Am ersten Weihnachtstag 2009 versuchte ein junger Nigerianer, ein Flugzeug der Northwest Airlines kurz vor der Landung in Detroit durch die Detonation einer Sprengladung zum Absturz zu bringen. Der Fall des Umar Farouk zeigte zum wiederholten Male auf, dass El Kaida und die dschihadistische Bewegung immer unberechenbarer werden. Die von Osama bin Laden mit Sitz in Pakistan geführte Organisation El Kaida ist heute zwar schwächer als noch 2001. Doch profitiert die Terrorgruppe davon, dass Dschihadisten neue Organisationsformen gefunden haben, mit denen sie auf die verschärfte Bekämpfung durch die USA und ihre Verbündeten reagieren.
Man kann zwischen drei Organisationstypen dschihadistischer Zellen und Gruppen unterscheiden: den Organisierten, den Unabhängigen und den neuen Internationalisten. Die organisierten Dschihadisten gehören zu Gruppierungen wie El Kaida und agieren unter ihrem Kommando. Zu ihnen gehörte beispielsweise die Hamburger Zelle, die maßgeblich an den Attentaten vom 11. September 2001 beteiligt war. Unabhängige Dschihadisten wie die beiden “Kofferbomber”, die im Juli 2006 Sprengsätze in zwei Regionalzügen im Rheinland deponierten, handeln dagegen eigeninitiativ. Zwar sind sie deutlich unberechenbarer als ihre organisierten Kollegen, ihnen fehlt aber häufig das notwendige Training, sodass ihre Aktionen scheitern.
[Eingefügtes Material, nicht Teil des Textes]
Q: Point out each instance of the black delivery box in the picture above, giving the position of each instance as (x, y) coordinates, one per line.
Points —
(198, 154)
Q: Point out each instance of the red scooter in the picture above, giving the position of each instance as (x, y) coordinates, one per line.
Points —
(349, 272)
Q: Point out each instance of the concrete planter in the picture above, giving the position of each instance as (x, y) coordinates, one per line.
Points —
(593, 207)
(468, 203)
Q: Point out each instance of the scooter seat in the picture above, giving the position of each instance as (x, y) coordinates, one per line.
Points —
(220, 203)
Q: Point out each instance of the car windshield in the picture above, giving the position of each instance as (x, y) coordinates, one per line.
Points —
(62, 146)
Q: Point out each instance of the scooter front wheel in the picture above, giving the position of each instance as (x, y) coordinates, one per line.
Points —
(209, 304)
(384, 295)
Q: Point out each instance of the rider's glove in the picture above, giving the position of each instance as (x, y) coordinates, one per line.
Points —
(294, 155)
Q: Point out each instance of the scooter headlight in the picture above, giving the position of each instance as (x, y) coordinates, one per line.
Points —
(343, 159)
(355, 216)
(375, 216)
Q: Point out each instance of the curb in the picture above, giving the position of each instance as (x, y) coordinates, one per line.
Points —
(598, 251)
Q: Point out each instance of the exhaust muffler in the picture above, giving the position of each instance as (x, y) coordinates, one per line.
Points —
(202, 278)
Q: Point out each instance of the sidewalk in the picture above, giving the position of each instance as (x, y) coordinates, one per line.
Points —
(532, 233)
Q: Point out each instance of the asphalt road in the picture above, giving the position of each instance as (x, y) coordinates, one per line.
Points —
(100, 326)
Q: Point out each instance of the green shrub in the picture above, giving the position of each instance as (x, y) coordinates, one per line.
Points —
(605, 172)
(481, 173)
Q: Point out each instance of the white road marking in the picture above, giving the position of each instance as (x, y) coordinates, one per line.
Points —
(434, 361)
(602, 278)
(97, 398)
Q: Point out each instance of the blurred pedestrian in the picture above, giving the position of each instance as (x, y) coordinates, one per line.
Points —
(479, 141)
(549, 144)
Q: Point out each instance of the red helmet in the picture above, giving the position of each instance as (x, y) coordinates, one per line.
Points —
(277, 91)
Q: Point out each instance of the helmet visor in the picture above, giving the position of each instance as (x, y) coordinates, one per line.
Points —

Unberechenbar, aber dennoch professionell
Die neuen Internationalisten bilden die Synthese der beiden erstgenannten Kategorien. In Deutschland gehörte beispielsweise die sogenannte Sauerlandzelle, deren Mitglieder Anschläge auf amerikanische Einrichtungen in Deutschland planten und im September 2007 verhaftet wurden, zu dieser Kategorie. Diese jungen Muslime radikalisieren sich und suchen dann eigeninitiativ den Kontakt zu terroristischen Organisationen beispielsweise in Pakistan oder im Jemen und nutzen deren Ausbildungsangebote.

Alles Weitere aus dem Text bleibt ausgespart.